El bipartidismo democrático es una esquizofrenia del Padre. No son dos padres distintos, ni mucho menos la muerte del padre. Papá sigue ahí, más dulce en sus formas, prestando créditos insignificantes a los nuevos kamikaze, los emprendedores en tiempos de crisis, pero igual de autoritario en su praxis e incluso en sus discurso, si uno puede leerlos de un lugar que no sea el del miedo y la sumisión.
Por eso tampoco es casual que el edificio que está justo al lado del ayuntamiento es el de la policía, esa que te protege, que vela por tu seguridad y la de los tuyos, pero que si no pagas tus deudas vendrá, porra en mano, a echarte a la calle a varapalos. La policía, como buen Padre que es, jamás protegerá a nadie del poder opresor porque la policía es, en todos los sentidos, un poder opresor. Aún si defendiera a la población de situaciones potencialmente peligrosas u objetivamente violentas como robos, secuestros o violaciones, cosa que cada vez hace menos porque está entretenida con la seguridad de sus Señores, la policía sigue siendo un puto Padre porque aliena la fuerza y la integridad de cada uno, que pasa por acuerdos de responsabilización colectiva y de refuerzo de la solidaridad social, en una entidad que no sirve al pueblo y que se halla en un limbo societal porque ni es digna de ser considerada popular ni está en una posición de poder real.
Finalmente, un poco más arriba de la policía, entre el ayuntamiento y la iglesia, está el banco, antes llamado Caja de Pensiones para la Vejez y hoy día “la Caixa”, entre comillas porque así lo dice la gente, que es un banco muy popular y cercano. Hace unos años, antes del fabuloso invento de la Crisis, sus más de seis mil oficinas repartidas por todo el territorio español hacían de esa caja, que ahora es un banco, el gran aliado de los demás poderes, de la iglesia a los hombres de las porras pasando por todos y cada uno de los partidos políticos que se precien en el mercado de la gobernación. Hoy día este banco, que no es ni más ni menos que otros pero que da la casualidad – o no – de ser el que ocupa ese lugar privilegiado en el pueblo donde vivo, entre la casa de Dios y la del politiqueo bajo, es el propietario del país, el que probablemente más favores compra y vende y más tiene que decir sobre el futuro de la gobernación – mucho más que Dios o los políticos, por supuesto.
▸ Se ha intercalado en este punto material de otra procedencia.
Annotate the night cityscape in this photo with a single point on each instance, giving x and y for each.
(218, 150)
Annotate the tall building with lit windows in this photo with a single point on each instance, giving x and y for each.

No hay en el pueblo, que yo sepa, ningún club de sadomaso. Pero la pulsión está ahí, bien en el centro, porque el pueblo, ante tantos ejemplos del buen Padre, no duda en comportarse como él, victimizándose, echándole al gobierno la culpa de unas leyes que todos sancionamos con nuestra inercia, y buscando la primera oportunidad para criticar al vecino, al que no actúa como yo, todo esto en un tosco y antipático vaiven de sadismo campechano y masoquismos de conveniencia. La fijación de la pulsión sadomasoquista no es otra cosa que el triunfo de una sexualidad infantil apoderada del nombre del Padre. Pero una sexualidad que se hace con el nombre del Padre no es una sexualidad adulta ni una forma de empoderamiento; ella sigue siendo un significante del poder, ni siquiera el poder mismo. Por supuesto no es un logro del sujeto porque sigue siendo rehén del nombre del Padre y de hecho se regodea en él y en sus variantes.
Los bancos nos quitan porque en su día nos dieron; la policía nos pega pero nos protege; los políticos son corruptos y hacen leyes injustas, pero nos administran y se hacen cargo de nuestros problemas. Y Dios… ¡Dios castiga pero nos ama! Seguro que nos ama.